138 Environmental Conditions Associated With Different Snow Band Structures within Northeast U.S. Winter Storms

Monday, 23 January 2017
4E (Washington State Convention Center )
Sara A. Ganetis, SUNY, Stony Brook, NY; and B. A. Colle, N. P. Hoban, and S. E. Yuter

Handout (6.1 MB)

Mesoscale precipitation bands within Northeast U.S. winter storms result in heterogeneous spatial and temporal storm total snowfall. Several studies have provided subjective analysis of precipitation bands with a focus on larger, meso-α scale bands. Smaller meso-β to meso-γ scale structures within winter storms are less well understood. This study examines 110 cyclones that tracked near the Northeast U.S. Coast over the 19 cool-seasons (October - April) of 1996/97 through 2015/16. Composite radar products were created to provide 2 km AGL data from 6 operational radars in the region from Delaware to Maine. The Developmental Testbed Center (DTC) Model Evaluation Tools (MET) Method for Object-Based Diagnostic Evaluation (MODE) tool was used to objectively identify individual precipitation structures in the composite radar data field. MODE was run on the radar composites using several sets of thresholds in order to provide uncertainty bounds on feature classification. The distributions of sizes of objectively-determined bands relative to the center of the associated cyclone are provided. Precipitation structures are classified as bands if their aspect ratio (shorter axis / longer axis) is ≤ 0.5. Bands are further classified into primary bands which are defined as having lengths ≥ 250 km and mid-sized bands that have lengths < 250 km. Preliminary results support that there are at least five different modes of precipitation banding in coastal Northeast U.S. winter storms as follows: (1) large primary band only, (2) multi-banded (no primary band, but mid-sized bands), (3) both single and multi-banded at the same time, (4) cellular, (5) stratiform only (no bands). 
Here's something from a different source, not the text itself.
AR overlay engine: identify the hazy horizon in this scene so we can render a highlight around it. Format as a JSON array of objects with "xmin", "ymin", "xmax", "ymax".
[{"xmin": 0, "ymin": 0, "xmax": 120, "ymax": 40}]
Using observed soundings from 6 sounding locations (KGYX, KALB, KCHH, KOKX, KIAD, KWAL) and reanalysis data (CFSR), differences in horizontal moisture fluxes, available instability (gravitational, potential, conditional), depth of any instability layer, depth and strength of stable layer at low-levels that may serve as a wave duct for any gravity waves and associated bands, vertical shear strength and depth, and depth and amount of  moisture and dry layers aloft will be examined for different band types. Preliminary results support that the existence of a large, primary band may be the result of a more stable environment with greater large-scale forcing. Conversely, sets of smaller multi-bands may be the result of either a shallow stable layer within which gravity waves propagate and generate vertical motions that may result in precipitation or a more unstable environment suitable for convection to initiate and deform into bands. Storms exhibiting both a large, primary band and smaller multi-bands at the same time are hypothesized to be related to the maturity of the cyclone and its associated air streams. A few cases are examined in more depth to highlight the differences in precipitation modes among storms and within the lifetime of individual storms.